General preparedness planning and precautionary measures should be Europe-wide and carried out in close cooperation between the private sector and government. The Finnish financial sector is already a step ahead after launching its own risk and emergency preparedness assessment a year ago in cooperation with the Bank of Finland and relevant European service providers.
Finnish financial markets are tightly integrated with the Nordic, European and Global markets. Access to cross-border financial services is vital for the government’s funding and investment management, for example, and Finnish businesses would be unable to continue their operations without cross-border flows of money, capital and products.

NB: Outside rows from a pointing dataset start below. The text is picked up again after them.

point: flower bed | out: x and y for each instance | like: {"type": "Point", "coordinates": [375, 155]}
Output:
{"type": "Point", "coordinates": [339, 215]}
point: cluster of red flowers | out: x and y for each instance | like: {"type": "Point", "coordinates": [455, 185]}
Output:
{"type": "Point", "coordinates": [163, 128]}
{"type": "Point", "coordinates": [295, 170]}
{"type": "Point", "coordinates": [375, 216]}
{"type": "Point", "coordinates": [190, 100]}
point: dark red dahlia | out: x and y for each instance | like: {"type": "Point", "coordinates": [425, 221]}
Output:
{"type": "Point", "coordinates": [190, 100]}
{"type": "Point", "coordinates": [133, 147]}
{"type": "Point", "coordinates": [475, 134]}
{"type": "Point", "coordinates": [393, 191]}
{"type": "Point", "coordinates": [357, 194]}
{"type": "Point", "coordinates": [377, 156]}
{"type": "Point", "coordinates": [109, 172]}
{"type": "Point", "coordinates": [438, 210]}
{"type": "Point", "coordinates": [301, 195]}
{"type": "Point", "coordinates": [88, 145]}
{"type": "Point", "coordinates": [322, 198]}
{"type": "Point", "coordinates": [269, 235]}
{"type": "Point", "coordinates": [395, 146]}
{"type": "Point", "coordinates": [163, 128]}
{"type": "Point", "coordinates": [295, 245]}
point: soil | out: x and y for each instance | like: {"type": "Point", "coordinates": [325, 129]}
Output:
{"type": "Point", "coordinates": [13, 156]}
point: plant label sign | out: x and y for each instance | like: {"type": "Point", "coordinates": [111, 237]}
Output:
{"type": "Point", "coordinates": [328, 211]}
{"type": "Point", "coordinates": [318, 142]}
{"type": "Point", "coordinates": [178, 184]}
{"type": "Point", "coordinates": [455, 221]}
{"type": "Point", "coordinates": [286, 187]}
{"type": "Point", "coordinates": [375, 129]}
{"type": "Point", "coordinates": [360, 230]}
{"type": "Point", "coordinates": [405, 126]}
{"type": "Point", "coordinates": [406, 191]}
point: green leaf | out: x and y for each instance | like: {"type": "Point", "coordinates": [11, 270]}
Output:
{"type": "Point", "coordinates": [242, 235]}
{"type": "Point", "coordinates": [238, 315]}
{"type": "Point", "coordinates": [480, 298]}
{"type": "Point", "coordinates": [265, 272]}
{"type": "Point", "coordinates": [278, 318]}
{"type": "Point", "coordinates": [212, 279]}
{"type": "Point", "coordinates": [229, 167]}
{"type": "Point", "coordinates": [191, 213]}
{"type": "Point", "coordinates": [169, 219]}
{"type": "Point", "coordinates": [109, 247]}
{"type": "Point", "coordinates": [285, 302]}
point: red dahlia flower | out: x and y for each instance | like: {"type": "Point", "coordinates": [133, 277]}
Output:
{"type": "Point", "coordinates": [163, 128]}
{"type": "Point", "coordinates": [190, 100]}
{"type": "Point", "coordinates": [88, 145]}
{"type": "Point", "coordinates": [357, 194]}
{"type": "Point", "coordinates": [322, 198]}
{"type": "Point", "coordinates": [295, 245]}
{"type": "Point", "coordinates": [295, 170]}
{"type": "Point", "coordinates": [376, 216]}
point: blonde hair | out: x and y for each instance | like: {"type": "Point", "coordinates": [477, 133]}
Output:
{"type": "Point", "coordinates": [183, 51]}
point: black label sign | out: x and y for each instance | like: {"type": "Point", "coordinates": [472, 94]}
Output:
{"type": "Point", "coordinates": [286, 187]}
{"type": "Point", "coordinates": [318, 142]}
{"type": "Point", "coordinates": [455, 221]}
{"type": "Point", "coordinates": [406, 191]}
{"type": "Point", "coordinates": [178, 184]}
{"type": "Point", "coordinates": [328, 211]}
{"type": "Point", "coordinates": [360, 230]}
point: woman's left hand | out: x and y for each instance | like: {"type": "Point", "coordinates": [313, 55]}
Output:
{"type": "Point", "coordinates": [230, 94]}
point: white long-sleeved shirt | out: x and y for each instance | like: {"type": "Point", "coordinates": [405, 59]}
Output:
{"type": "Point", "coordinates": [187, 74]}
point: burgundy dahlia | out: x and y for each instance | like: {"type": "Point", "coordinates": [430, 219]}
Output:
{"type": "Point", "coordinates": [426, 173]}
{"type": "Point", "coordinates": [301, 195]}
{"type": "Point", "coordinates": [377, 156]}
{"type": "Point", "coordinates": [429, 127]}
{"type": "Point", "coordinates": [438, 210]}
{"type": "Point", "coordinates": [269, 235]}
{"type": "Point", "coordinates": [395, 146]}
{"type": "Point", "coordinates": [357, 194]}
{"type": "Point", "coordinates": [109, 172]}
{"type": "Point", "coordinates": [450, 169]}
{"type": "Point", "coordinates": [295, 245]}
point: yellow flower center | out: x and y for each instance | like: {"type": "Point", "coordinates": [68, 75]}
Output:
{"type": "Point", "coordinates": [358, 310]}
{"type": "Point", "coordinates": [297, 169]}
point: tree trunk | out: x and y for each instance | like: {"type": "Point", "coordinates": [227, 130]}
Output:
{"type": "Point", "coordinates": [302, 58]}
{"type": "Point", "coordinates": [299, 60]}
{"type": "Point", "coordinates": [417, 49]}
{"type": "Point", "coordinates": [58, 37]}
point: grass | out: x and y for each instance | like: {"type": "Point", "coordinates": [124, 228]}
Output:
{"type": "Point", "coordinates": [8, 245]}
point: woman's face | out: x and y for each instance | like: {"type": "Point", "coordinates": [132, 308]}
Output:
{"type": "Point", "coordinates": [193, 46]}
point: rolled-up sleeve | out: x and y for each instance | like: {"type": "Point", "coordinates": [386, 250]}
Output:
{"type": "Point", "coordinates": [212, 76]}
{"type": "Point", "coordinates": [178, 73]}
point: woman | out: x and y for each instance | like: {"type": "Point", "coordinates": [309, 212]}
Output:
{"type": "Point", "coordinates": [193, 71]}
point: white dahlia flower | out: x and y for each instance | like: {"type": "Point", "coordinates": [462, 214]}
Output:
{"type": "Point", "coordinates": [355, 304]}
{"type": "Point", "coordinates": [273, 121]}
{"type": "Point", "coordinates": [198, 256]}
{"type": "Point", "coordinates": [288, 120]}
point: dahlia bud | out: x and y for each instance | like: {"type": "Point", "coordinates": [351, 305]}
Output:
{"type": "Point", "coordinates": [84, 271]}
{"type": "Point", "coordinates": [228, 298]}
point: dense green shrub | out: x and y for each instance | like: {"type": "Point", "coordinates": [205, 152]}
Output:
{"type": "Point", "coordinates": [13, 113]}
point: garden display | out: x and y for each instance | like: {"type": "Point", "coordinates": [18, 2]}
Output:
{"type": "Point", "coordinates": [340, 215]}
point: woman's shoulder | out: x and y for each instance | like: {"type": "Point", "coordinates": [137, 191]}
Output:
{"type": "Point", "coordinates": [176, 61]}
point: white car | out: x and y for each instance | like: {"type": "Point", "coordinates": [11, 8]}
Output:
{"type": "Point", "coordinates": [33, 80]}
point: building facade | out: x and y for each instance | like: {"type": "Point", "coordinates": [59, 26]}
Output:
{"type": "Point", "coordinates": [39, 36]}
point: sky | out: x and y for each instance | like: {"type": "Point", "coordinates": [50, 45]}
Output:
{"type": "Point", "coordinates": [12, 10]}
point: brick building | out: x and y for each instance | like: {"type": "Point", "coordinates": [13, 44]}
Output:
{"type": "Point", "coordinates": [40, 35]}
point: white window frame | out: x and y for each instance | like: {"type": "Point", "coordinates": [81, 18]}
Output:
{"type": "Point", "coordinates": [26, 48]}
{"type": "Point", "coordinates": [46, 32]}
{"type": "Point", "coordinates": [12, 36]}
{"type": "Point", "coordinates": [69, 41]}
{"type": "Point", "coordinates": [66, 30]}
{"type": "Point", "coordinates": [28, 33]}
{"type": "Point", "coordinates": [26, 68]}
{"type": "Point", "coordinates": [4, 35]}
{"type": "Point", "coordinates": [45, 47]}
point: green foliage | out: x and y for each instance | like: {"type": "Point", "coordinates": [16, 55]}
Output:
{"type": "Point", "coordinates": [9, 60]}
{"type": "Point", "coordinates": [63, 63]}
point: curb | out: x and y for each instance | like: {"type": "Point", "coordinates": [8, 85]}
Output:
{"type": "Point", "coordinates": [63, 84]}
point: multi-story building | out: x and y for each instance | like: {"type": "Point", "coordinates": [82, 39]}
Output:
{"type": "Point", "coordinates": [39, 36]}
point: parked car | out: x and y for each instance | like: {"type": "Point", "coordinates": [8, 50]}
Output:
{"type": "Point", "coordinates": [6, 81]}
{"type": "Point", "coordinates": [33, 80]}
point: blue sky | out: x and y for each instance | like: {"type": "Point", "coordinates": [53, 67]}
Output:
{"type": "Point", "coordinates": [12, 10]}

Promoting the smooth operation of payment systems is one of the statutory tasks of the Eurosystem. Finance Finland considers it important that the European Central Bank has tightened its supervisory grip in this area. Revamping and strengthening the mandate of the EU Agency for Cybersecurity (ENISA) and establishing the European Centre of Excellence for Countering Hybrid Threats in Helsinki have also been significant steps forward in countering hybrid threats. At the national level, financial institutions collaborate tightly both within the financial sector, as well as with the authorities such as the Finnish Transport and Communications Agency’s National Cyber Security Centre (NCSC-FI) and the National Bureau of Investigation’s Cybercrime Centre.
Cooperative response against financial sector threats
The financial sector searches for and evaluates solutions to safeguard the availability of credit transfers, card payments and securities trading under emergency conditions and other major disruptions. Securing access to essential financial services is absolutely crucial for the citizens, the businesses and the civil society, as a whole. According to the national risk assessment of Finland, interruptions in the financial system are one of the principal threats to the vital functions of society.
Potential disruption could be related, for example, to problems in a single bank’s information systems. In such a case the bank would drop out of the system, but other banks would continue to operate. The disruption could rapidly escalate and affect the entire market, but on the other hand, Finns have fairly widely diversified their use of financial services and thus do not necessarily depend on a single bank.
In a more serious scenario, an incident at a critical service provider could cause disruptions in the entire Euro area. Funds and transactions could be stuck until services and connections are recovered. These kinds of situations are precisely what the financial sector is now looking to resolve.
Financial services are part of the societal backbone and the financial sector cannot approach preparedness as an ICT-only issue or an issue that would affect only the sector. However, this is an issue that the financial sector is unable to solve alone and the only way forward is extensive, cross-border cooperation between the public and private sectors.